Misère à Nice

par JMS
Misère à Nice

Misère à Nice est un récit qui raconte la visite du palais Lascaris de la vieille ville.

 » Le pied cherche un point d’appui. Plus bas, toujours plus bas. La semelle glisse dans une flaque visqueuse. Le bras se tend pour maintenir l’équilibre et se heurte à une surface poisseuse. Enfin, une marche.

Dans les ténèbres

La descente continue à raison de vingt secondes par marche. Les ténèbres sont peuplées de miaulements. De nouveau le pied glisse : sur une crotte, sans doute. Impossible de lever les deux coudes à la fois : on risque de heurter le mur, à droite ou à gauche.

— Surtout, ne te redresse pas.

Avertissement superflu. Cela fait déjà un bon moment que je marche, le dos voûté, la tête penchée; je cqmmence à en prendre l’habitude.

Enfin, un soupçon de jour. L’escalier se teint de grisaille. Une voûte et nous nous retrouvons au fond. d’un puits.
Quatre murs serrent les uns contre les autres leurs cinq étages. Des grappes de mouchoirs et de chaussettes pendent aux fenêtres.

Odeurs repoussantes

Cela sent la poubelle, la sueur, les cabinets, le chat.

Du reste, les chats sont là. Petits et faméliques, ils s’étirent entre les boîtes de fer blanc et les papiers huileux. Ils ne sont pas seuls. Des rats grassouillets trottinent paisiblement parmi les détritus.

Nous avançons d’un pas. Les chats fuient. Les rats restent.

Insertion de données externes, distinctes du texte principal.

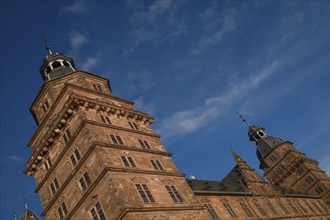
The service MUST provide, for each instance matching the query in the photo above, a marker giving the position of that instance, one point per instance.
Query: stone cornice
(97, 181)
(66, 113)
(127, 210)
(93, 145)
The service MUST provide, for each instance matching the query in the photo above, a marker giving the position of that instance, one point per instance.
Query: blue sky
(190, 64)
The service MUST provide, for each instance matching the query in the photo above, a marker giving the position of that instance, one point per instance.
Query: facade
(95, 157)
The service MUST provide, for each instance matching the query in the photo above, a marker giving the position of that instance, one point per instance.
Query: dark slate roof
(232, 183)
(28, 214)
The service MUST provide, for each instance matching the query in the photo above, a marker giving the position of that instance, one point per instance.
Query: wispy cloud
(77, 39)
(164, 13)
(89, 63)
(78, 7)
(144, 106)
(325, 163)
(188, 121)
(217, 25)
(15, 158)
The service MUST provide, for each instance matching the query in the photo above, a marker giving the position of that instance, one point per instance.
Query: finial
(244, 120)
(47, 45)
(15, 216)
(25, 203)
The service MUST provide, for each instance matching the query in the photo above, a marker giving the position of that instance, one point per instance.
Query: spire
(48, 48)
(243, 119)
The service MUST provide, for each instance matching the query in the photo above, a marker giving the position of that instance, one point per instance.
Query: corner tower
(95, 157)
(284, 166)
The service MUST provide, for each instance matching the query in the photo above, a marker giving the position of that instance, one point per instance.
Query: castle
(95, 157)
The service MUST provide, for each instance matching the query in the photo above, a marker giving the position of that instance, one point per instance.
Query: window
(62, 210)
(283, 208)
(261, 210)
(316, 206)
(293, 207)
(246, 210)
(309, 180)
(300, 170)
(128, 161)
(211, 211)
(116, 139)
(300, 206)
(48, 163)
(156, 164)
(144, 144)
(319, 190)
(84, 181)
(105, 119)
(133, 125)
(272, 157)
(54, 186)
(97, 87)
(144, 192)
(75, 157)
(229, 210)
(174, 194)
(97, 212)
(67, 136)
(272, 208)
(45, 106)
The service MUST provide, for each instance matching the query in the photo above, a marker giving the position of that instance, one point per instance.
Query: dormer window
(56, 64)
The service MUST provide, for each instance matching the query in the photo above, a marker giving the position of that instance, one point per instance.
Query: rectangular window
(144, 193)
(293, 207)
(48, 163)
(176, 197)
(128, 161)
(261, 210)
(246, 210)
(116, 139)
(319, 190)
(283, 208)
(309, 180)
(45, 106)
(211, 211)
(156, 164)
(272, 208)
(75, 157)
(97, 212)
(97, 87)
(229, 210)
(105, 119)
(144, 144)
(133, 125)
(67, 136)
(54, 186)
(62, 210)
(85, 181)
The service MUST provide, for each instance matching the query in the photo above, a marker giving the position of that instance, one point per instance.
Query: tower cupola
(264, 142)
(55, 65)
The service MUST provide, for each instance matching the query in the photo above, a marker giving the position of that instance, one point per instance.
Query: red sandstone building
(95, 157)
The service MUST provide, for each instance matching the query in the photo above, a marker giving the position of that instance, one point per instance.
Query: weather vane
(244, 120)
(47, 45)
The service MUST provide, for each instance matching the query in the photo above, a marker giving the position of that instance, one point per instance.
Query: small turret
(55, 65)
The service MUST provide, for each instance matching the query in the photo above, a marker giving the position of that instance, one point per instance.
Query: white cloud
(90, 62)
(15, 158)
(77, 40)
(325, 164)
(78, 7)
(141, 105)
(189, 121)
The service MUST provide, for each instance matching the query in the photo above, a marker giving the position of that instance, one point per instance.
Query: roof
(28, 214)
(232, 183)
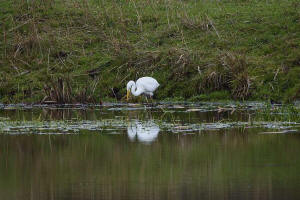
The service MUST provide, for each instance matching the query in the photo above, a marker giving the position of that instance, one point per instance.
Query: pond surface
(135, 151)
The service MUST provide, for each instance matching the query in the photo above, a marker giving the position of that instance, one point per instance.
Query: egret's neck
(135, 91)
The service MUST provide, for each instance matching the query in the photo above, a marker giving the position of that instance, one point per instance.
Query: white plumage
(144, 85)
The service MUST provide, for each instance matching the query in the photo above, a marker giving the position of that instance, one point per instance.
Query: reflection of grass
(287, 113)
(109, 167)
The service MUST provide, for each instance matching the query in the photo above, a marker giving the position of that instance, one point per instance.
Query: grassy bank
(84, 51)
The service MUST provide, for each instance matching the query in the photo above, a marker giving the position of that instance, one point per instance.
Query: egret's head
(129, 85)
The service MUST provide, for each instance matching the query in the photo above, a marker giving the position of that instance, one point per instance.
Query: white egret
(144, 85)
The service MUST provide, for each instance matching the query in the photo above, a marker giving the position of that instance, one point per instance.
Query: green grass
(249, 49)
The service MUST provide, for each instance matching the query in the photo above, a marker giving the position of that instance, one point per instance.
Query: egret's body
(144, 85)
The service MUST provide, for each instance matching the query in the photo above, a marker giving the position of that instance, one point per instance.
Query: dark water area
(165, 151)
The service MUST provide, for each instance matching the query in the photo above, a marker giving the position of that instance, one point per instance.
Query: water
(165, 151)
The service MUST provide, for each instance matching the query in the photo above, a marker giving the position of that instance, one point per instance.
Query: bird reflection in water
(144, 131)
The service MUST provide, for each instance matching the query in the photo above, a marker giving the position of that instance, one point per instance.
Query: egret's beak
(128, 94)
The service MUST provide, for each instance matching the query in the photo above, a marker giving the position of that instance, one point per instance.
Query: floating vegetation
(174, 118)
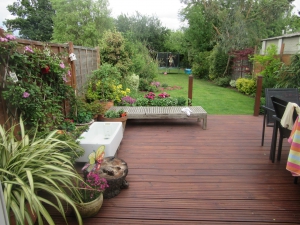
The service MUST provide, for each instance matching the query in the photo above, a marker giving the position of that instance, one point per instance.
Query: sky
(165, 10)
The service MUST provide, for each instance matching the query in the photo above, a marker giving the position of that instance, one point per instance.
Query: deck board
(180, 174)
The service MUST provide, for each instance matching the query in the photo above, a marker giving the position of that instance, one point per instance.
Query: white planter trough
(109, 134)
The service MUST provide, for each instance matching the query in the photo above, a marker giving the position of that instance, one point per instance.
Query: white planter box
(109, 134)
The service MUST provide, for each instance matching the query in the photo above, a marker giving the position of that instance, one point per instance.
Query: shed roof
(283, 36)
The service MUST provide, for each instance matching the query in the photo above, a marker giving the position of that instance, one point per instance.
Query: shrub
(222, 81)
(218, 62)
(133, 82)
(246, 86)
(201, 65)
(232, 83)
(141, 101)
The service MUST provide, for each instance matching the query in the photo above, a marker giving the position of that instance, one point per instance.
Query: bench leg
(203, 123)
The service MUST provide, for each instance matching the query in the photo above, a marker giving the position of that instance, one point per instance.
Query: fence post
(73, 69)
(258, 95)
(190, 93)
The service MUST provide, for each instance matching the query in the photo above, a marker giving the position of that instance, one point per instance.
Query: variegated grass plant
(30, 166)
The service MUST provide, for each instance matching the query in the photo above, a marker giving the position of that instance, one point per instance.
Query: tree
(239, 24)
(81, 21)
(33, 19)
(146, 29)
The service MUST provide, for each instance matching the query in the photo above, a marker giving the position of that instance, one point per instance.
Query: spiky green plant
(32, 165)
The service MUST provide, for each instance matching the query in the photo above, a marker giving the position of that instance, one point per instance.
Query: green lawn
(214, 99)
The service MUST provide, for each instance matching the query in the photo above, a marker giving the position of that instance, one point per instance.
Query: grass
(214, 99)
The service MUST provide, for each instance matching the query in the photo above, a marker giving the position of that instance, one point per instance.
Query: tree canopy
(146, 29)
(33, 19)
(81, 21)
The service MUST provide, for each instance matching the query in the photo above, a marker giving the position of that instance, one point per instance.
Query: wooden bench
(163, 112)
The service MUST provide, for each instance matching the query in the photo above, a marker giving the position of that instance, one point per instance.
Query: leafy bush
(181, 101)
(201, 65)
(246, 86)
(222, 81)
(141, 101)
(218, 62)
(232, 83)
(270, 64)
(133, 82)
(144, 84)
(289, 75)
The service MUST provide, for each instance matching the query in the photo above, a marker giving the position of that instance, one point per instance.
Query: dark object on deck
(114, 170)
(287, 94)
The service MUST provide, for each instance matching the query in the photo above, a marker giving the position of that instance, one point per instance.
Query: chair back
(286, 94)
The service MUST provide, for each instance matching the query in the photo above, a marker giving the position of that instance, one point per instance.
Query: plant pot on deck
(120, 119)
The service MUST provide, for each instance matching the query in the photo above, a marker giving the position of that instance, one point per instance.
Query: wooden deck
(180, 174)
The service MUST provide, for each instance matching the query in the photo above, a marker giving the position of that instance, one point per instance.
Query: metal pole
(190, 93)
(258, 95)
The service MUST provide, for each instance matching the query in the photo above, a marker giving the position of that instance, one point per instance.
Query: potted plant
(114, 116)
(92, 188)
(33, 167)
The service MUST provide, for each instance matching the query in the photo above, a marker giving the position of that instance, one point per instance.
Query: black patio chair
(279, 107)
(287, 94)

Un nouvel escalier au pied duquel est rangée la petite voiture d’un mutilé. Des fresques à moitié effacées garnissent les antiques voûtes.

Les chats fuient dans le jour gris.

A mesure que l’on monte, les escaliers se rétrécissent. Parfois, un peu de lumière entre par une ouverture pratiquée dans le mur.

Un palier. Des enfants jouent entre les jupes des ménagères occupées à accrocher du linge. Dans un coin, un robinet : le seul de l’étage. A côté, dans un réduit, un trou percé par terre : le water, le seul de l’étage.

Logements misérables

Dans une pièce de 3 mètres sur 3, un homme est en train d’éplucher des pommes de terre.

Les murs ne sont même pas blanchis à la chaux.La fenêtre est grillagée.

Contre le mur, un réchaud à charbon. Seul luxe de l’endroit, une ampoule électrique nue est accrochée à une des poutres du plafond.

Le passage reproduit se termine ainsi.